1. (2 points) Prove that $\text{cost}(C, X) = \sum_{j=1}^k \frac{1}{2|C_j|} \sum_{x \in C_j} \sum_{y \in C_j} ||x - y||_2^2$.
Hint: Prove that both expressions the cost can be written as $\sum_{j=1}^k \left[ \left( \sum_{x \in C_j} ||x||_2^2 \right) - |C_j| \cdot ||\mu_j||_2^2 \right]$.
This will require some vector algebra. It will be helpful to use that for any vector $z$, $||z||_2^2 = \sum_{i=1}^d (z^{(i)})^2 = (z, z)$, as well as to use the linearity of inner product.

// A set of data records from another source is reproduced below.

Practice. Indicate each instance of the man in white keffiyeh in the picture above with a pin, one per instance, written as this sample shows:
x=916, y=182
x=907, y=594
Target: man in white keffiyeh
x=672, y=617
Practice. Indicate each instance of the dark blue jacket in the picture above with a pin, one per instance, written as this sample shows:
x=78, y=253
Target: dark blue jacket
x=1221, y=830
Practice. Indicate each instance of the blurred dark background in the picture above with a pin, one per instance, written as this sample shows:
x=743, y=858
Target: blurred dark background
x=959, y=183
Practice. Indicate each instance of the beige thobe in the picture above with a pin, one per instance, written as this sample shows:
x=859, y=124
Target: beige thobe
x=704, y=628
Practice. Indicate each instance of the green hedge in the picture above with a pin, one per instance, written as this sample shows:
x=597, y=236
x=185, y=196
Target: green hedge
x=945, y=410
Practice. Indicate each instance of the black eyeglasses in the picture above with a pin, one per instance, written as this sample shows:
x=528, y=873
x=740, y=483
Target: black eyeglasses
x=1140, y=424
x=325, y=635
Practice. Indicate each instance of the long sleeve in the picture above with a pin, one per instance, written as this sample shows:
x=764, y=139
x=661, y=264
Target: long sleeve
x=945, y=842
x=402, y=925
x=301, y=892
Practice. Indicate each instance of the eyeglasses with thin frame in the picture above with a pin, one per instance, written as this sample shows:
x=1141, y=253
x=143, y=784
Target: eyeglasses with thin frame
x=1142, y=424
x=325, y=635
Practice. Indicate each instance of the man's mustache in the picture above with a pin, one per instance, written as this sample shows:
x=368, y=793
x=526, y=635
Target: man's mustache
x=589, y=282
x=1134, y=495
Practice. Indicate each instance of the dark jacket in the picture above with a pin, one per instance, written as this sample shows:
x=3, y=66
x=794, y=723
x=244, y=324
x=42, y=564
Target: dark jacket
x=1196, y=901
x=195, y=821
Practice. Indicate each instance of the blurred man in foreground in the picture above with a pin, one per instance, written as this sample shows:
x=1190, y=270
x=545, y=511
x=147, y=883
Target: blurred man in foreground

2. (2 points) Suppose that $\Pi \in \mathbb{R}^{m \times d}$ is a random projection matrix with each entry chosen independently as $N(0, 1/m)$. For each $x_i$ in the dataset, let $\tilde{x}_i = \Pi x_i$ and let $\tilde{X} \in \mathbb{R}^{n \times m}$ contain the compressed data points as its rows. By part (1), for $m = O(\frac{d}{\epsilon^2})$, with high probability, we have, for all clusterings $C$,
$(1 - \epsilon) \cdot \text{cost}(C, X) \le \text{cost}(C, \tilde{X}) \le (1 + \epsilon) \cdot \text{cost}(C, X)$.
Assuming that the above bound holds, prove that if we compute the optimal clustering on the compressed data, $\tilde{C} = \arg \min_C \text{cost}(C, \tilde{X})$, then it is near-optimal for the original data, i.e., that: $\text{cost}(\tilde{C}, X) \le \frac{1 + \epsilon}{1 - \epsilon} \min_C \text{cost}(C, X)$.
The next few questions focus on the connection between k-means clustering and low-rank matrix approximation/PCA.
3. (2 points) Let $X_C$ be the $n \times d$ matrix whose $i^{th}$ row is equal to $\mu_j$ if $x_i$ is assigned to cluster $C_j$ in $C$. Verify that the k-means cost function can be written as $\text{cost}(C, X) = ||X - X_C||_F^2$.
4. (2 points) Use (3) to prove that for any clustering $C$, $\text{cost}(C, X) \ge \min_{\text{rank}(B) \le k} ||X - B||_F^2$.
Hint: What is the rank of $X_C$?
5. (2 points) Show that we can write $X_C = VV^T X$ where $V \in \mathbb{R}^{n \times k}$ has orthonormal columns.
6. (2 points) Explain in a few sentences what parts (3)-(4) mean. How is k-means clustering similar to PCA? How is it different?